The Associated Press ran a story on August 12, 2008, citing a report from the Government Accountability Office that revealed that two-thirds of U.S. corporations paid no federal income taxes between 1998 and 2005. About 25 percent of the U.S. corporations not paying corporate taxes were considered large corporations, meaning they had at least $250 million in assets or $50 million in receipts. And, according to the report, about 68 percent of foreign companies doing business in the U.S. avoided corporate taxes altogether over the same period.

How ironic in the age of No Child Left Behind that the GAO - the Government Accountability Office - would be the one that would point out corporate America's lack of accountability when it came time to paying the bills in this country.

It's clear to me that we have a Corporate Achievement Gap here. What is the Corporate Achievement Gap? The Corporate Achievement Gap is the difference between what taxpayers paid into the general coffers -- for roads and bridges, for schools and fire trucks -- and what 25 percent of U.S. corporations did not put in. This gap is an achievement gap because it underscores the potential for achievement if only these corporations would help fill this gap.
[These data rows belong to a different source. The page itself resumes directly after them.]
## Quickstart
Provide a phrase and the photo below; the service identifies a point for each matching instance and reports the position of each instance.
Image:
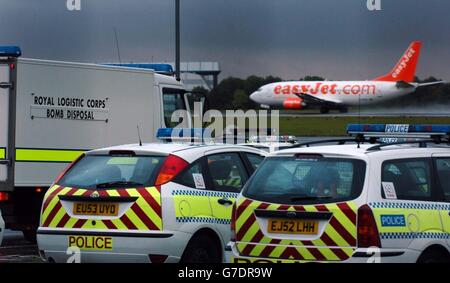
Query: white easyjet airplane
(341, 94)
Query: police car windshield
(103, 172)
(297, 180)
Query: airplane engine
(293, 103)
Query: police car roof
(362, 151)
(188, 151)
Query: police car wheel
(201, 249)
(434, 256)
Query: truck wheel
(30, 236)
(434, 256)
(324, 110)
(201, 249)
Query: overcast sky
(337, 39)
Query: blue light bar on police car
(10, 51)
(183, 133)
(398, 130)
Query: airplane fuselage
(341, 92)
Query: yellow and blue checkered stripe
(211, 220)
(201, 193)
(200, 202)
(410, 205)
(413, 235)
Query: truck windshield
(99, 172)
(173, 99)
(297, 180)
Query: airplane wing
(431, 83)
(312, 99)
(403, 84)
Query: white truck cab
(51, 112)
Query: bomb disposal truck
(51, 112)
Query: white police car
(145, 203)
(357, 202)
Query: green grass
(336, 126)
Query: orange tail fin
(405, 69)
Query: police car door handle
(224, 201)
(6, 85)
(5, 162)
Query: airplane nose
(254, 96)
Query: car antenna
(359, 116)
(139, 136)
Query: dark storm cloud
(288, 38)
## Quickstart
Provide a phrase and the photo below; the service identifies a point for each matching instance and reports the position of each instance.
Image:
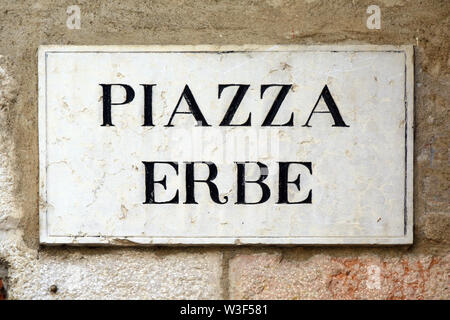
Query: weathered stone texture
(269, 276)
(111, 274)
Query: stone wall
(28, 271)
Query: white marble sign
(226, 145)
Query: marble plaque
(226, 145)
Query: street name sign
(226, 145)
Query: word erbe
(227, 120)
(190, 180)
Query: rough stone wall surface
(420, 271)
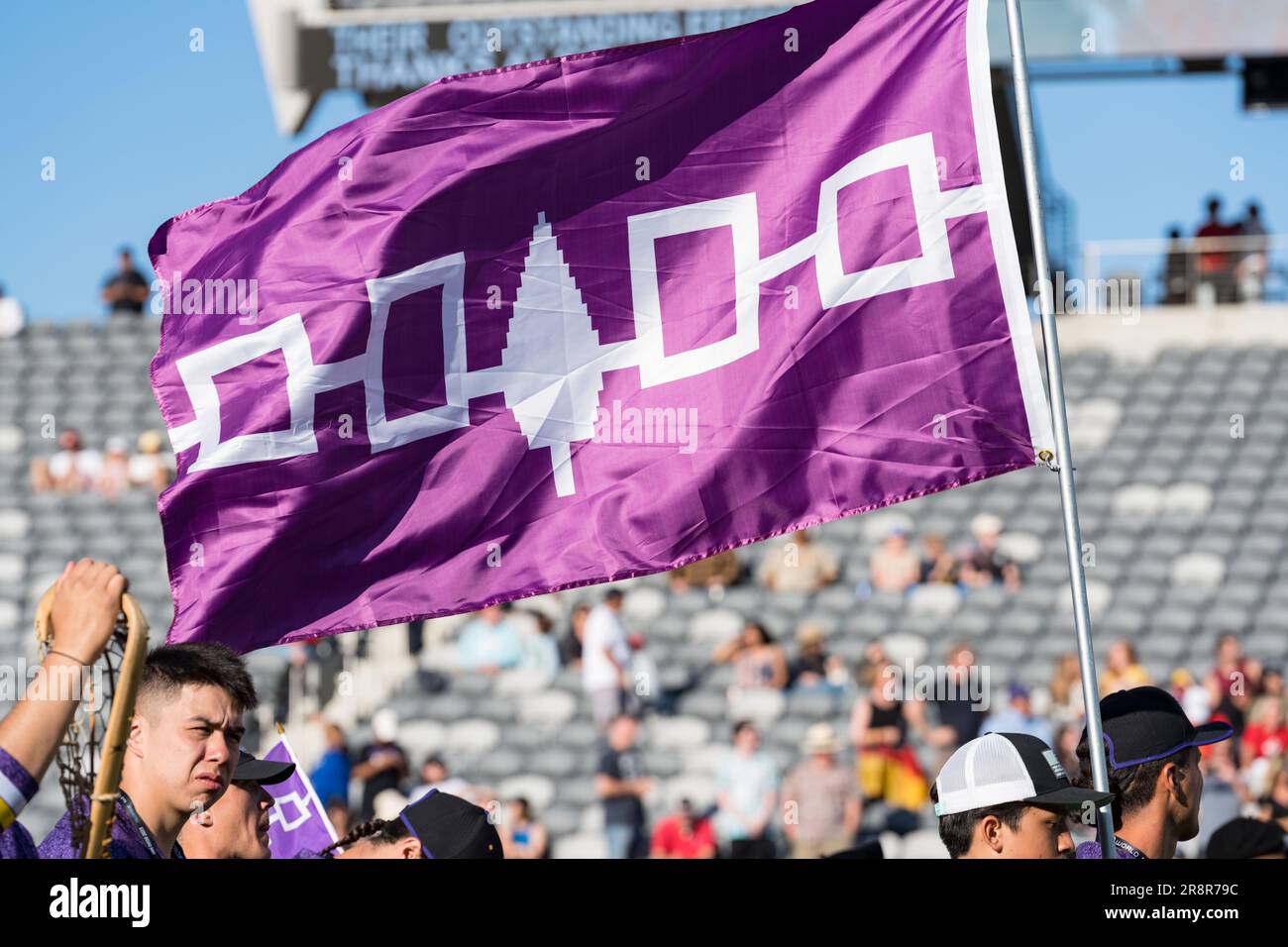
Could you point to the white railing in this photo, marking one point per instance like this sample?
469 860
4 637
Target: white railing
1197 270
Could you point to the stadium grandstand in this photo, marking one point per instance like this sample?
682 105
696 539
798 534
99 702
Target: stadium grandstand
1180 423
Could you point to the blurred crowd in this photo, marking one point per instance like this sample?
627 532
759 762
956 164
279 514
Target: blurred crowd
845 788
75 470
1232 273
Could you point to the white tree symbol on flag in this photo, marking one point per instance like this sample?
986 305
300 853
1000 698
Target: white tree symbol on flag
553 365
552 359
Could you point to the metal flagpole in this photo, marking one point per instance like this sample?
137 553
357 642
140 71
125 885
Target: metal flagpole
1060 421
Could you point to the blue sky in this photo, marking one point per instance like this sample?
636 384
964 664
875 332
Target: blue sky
142 129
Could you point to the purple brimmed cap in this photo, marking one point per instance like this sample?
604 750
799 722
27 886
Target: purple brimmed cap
1146 724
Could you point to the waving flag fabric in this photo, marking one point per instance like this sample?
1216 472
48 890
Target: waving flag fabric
590 318
297 821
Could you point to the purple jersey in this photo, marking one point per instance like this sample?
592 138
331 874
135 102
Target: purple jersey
1091 849
17 788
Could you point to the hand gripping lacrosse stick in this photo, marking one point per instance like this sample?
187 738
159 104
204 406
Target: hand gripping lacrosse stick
80 771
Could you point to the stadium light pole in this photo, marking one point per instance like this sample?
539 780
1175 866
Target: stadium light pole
1060 421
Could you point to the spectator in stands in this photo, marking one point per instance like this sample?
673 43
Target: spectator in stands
330 777
1176 270
114 475
713 573
1153 758
12 316
820 801
604 659
758 659
888 767
488 643
1274 801
1067 689
683 835
812 669
570 646
1124 671
984 564
958 718
539 650
1216 266
151 467
894 566
382 763
1017 716
71 470
522 835
1253 263
436 776
82 617
746 793
642 673
1266 733
1233 682
798 565
621 781
127 291
936 564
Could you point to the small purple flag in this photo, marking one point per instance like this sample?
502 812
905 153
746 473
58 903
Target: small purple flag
297 822
593 317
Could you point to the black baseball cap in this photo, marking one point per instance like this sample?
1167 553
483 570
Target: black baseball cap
265 772
1146 724
1247 838
451 827
1001 768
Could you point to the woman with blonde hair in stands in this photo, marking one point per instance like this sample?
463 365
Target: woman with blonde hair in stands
880 719
1266 733
1067 688
758 659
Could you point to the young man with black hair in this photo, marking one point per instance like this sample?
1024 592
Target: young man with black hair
1153 758
236 826
1005 795
86 603
180 753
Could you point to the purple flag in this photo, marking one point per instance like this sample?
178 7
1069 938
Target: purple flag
590 318
297 822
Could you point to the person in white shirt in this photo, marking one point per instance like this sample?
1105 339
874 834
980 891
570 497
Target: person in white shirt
12 316
71 470
151 467
604 659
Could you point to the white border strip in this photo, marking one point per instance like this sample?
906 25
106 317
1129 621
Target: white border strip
1000 227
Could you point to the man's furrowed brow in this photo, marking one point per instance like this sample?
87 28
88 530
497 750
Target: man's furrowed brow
236 731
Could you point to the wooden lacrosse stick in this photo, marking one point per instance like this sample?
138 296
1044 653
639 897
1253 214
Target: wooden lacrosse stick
107 780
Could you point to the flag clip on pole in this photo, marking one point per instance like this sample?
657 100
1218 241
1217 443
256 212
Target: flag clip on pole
1060 421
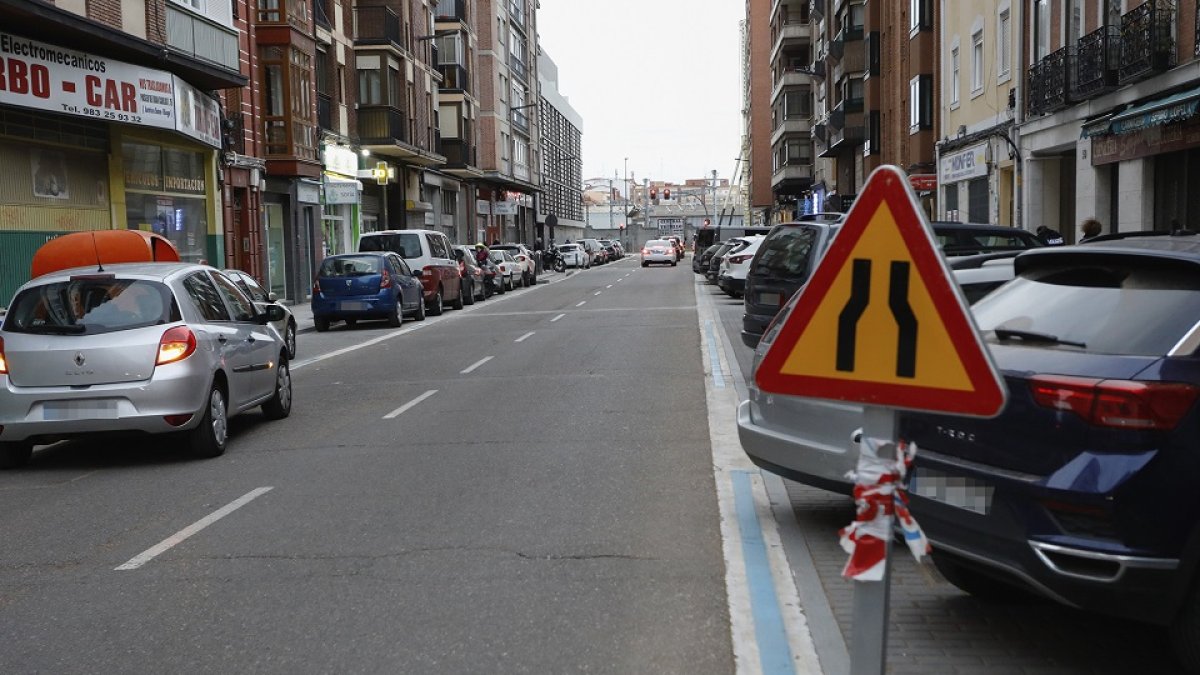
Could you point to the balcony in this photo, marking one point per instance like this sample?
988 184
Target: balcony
454 77
1147 42
324 112
1096 63
1050 82
793 125
450 11
382 125
376 25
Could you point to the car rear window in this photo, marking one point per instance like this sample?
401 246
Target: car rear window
351 266
786 252
1113 306
407 244
88 306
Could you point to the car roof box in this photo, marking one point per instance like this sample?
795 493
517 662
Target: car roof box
100 248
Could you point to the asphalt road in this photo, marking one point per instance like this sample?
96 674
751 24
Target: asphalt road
550 511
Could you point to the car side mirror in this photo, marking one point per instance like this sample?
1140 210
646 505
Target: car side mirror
270 314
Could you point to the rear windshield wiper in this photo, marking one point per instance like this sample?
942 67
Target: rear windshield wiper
71 329
1031 336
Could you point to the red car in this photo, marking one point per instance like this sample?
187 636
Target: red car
429 251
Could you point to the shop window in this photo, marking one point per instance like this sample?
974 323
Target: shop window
165 192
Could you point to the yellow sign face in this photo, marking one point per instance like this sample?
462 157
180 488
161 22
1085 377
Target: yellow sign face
877 335
881 321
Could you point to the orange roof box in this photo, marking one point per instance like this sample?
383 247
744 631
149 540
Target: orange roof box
100 248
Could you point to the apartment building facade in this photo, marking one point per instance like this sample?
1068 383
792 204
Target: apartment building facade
977 168
100 131
561 201
1111 129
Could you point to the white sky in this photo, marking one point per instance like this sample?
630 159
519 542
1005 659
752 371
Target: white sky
655 81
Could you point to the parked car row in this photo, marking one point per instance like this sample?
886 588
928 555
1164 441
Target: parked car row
407 274
1081 488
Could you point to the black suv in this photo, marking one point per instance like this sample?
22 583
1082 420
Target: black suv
791 252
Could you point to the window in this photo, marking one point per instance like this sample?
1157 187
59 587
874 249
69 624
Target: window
921 103
202 291
954 77
243 309
1005 45
977 63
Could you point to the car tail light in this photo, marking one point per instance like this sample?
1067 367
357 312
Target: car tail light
1122 404
178 419
177 344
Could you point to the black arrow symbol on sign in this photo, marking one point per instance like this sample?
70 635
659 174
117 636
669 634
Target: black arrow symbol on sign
898 302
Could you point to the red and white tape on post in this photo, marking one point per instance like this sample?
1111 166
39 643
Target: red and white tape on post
880 494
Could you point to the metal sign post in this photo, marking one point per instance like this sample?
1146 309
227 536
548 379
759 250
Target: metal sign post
871 608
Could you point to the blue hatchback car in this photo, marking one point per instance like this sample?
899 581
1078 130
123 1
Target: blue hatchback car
361 286
1085 488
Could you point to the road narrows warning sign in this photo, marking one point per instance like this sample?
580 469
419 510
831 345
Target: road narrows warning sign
882 321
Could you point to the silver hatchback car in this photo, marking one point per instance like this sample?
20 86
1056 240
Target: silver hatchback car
136 348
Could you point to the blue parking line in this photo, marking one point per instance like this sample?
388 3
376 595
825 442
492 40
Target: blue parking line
714 357
774 652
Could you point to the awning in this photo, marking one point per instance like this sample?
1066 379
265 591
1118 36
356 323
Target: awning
1097 126
1161 111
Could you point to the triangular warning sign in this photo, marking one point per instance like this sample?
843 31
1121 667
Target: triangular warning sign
882 322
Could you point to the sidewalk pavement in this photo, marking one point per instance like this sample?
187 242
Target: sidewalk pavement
303 311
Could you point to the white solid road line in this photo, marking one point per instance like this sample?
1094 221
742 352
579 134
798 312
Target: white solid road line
179 537
477 364
407 406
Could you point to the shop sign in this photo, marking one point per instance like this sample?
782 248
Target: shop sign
342 160
341 192
971 162
46 77
307 193
1145 143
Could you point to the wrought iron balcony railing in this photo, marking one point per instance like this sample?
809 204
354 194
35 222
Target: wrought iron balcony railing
1147 42
1096 61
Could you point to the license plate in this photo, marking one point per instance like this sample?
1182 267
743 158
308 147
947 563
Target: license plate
958 491
54 411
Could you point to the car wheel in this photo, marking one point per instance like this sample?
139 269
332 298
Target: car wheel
280 405
436 305
210 437
289 339
396 317
15 453
973 581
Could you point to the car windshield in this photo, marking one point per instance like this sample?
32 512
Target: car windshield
786 252
407 244
351 266
91 305
1110 306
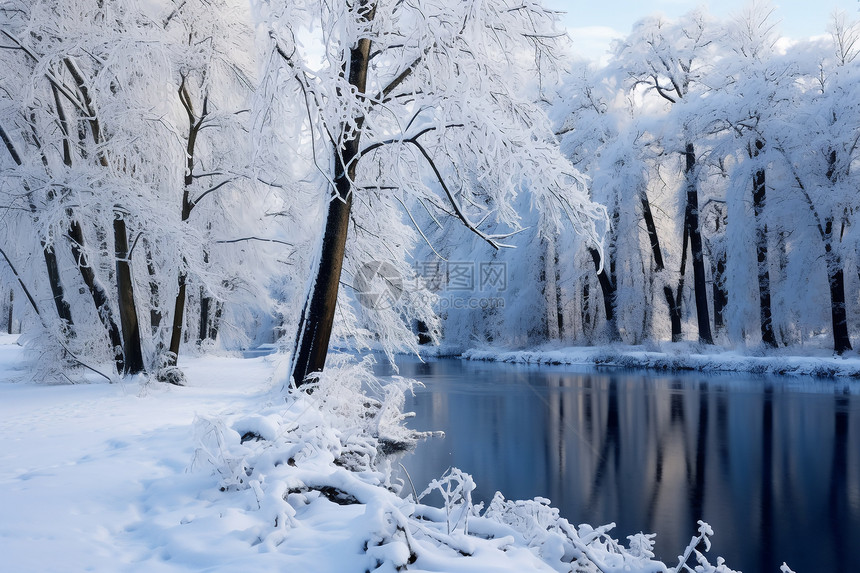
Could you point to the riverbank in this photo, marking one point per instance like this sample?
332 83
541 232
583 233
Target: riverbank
230 474
683 356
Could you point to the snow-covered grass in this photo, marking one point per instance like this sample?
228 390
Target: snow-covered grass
227 475
683 356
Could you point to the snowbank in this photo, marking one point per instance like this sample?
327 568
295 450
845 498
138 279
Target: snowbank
679 356
228 475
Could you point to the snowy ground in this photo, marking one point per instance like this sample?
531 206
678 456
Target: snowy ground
684 356
224 475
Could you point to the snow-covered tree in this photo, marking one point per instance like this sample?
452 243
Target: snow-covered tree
669 59
423 103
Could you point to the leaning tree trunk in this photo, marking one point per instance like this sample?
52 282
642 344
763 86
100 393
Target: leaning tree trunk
691 221
317 319
672 302
759 199
607 288
127 306
836 281
11 308
64 311
131 343
97 292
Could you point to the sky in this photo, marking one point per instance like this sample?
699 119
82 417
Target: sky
593 24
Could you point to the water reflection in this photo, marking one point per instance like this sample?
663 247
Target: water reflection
773 467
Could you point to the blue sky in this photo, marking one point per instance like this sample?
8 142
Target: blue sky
593 23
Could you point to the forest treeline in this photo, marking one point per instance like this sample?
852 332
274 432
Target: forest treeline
727 158
178 175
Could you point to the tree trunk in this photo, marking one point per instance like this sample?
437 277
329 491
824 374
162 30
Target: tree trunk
64 311
673 302
203 325
315 326
691 221
98 294
550 287
11 308
836 280
607 288
721 297
178 317
125 284
127 307
154 299
759 200
215 326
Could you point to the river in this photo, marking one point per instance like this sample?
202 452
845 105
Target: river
772 463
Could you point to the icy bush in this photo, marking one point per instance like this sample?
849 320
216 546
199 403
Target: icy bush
328 452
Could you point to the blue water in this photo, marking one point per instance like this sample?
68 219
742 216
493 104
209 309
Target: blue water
773 464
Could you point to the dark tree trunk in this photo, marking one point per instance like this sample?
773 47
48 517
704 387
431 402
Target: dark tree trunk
691 221
721 296
674 299
317 319
154 299
215 327
673 302
11 308
125 284
559 306
64 311
195 123
178 317
98 293
759 200
586 306
203 326
648 217
127 306
607 288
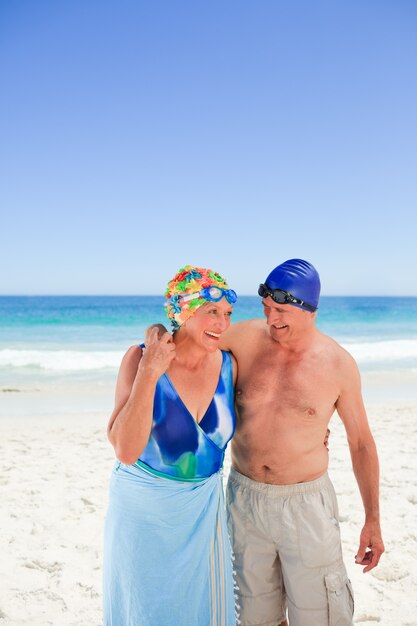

But they are simply not doing their part, not shouldering their load, not paying their dues.

Right now, the US federal government pays for between 7 and 10 percent of the total budget for public preK-12 education. The other 90 to 93 percent is paid for by state and local taxpayers.

Imagine, if you would, what kind of impact there would be if the US federal government doubled its current investment in public education from about 10 percent to 20 percent. Imagine the difference this could make.

In his amazing book Class and Schools, Richard Rothstein wrote:

All told, adding the price of health, early childhood, after-school, and summer programs, (the) down payment on closing the achievement gap would probably increase the annual cost of education, for children who attend schools where at least 40% of the enrolled children have low incomes, by about $12,500 per pupil, over and above the $8,000 already being spent. In total, this means about a $156 billion added annual national cost to provide these programs to low-income children.

These are 2003 - 2004 data, and they're probably not completely accurate. But these numbers at least give you an idea of what it might take to actually close the educational achievement gap. They give you the sense that closing the educational achievement gap might actually be something that could be done.

But before we can close the educational achievement gap, we must first close the Corporate Achievement Gap.

Teachers and schools are being held accountable. It's time to start holding corporations accountable, too. We must demand that they contribute to the health and well-being of the country by paying their fair share.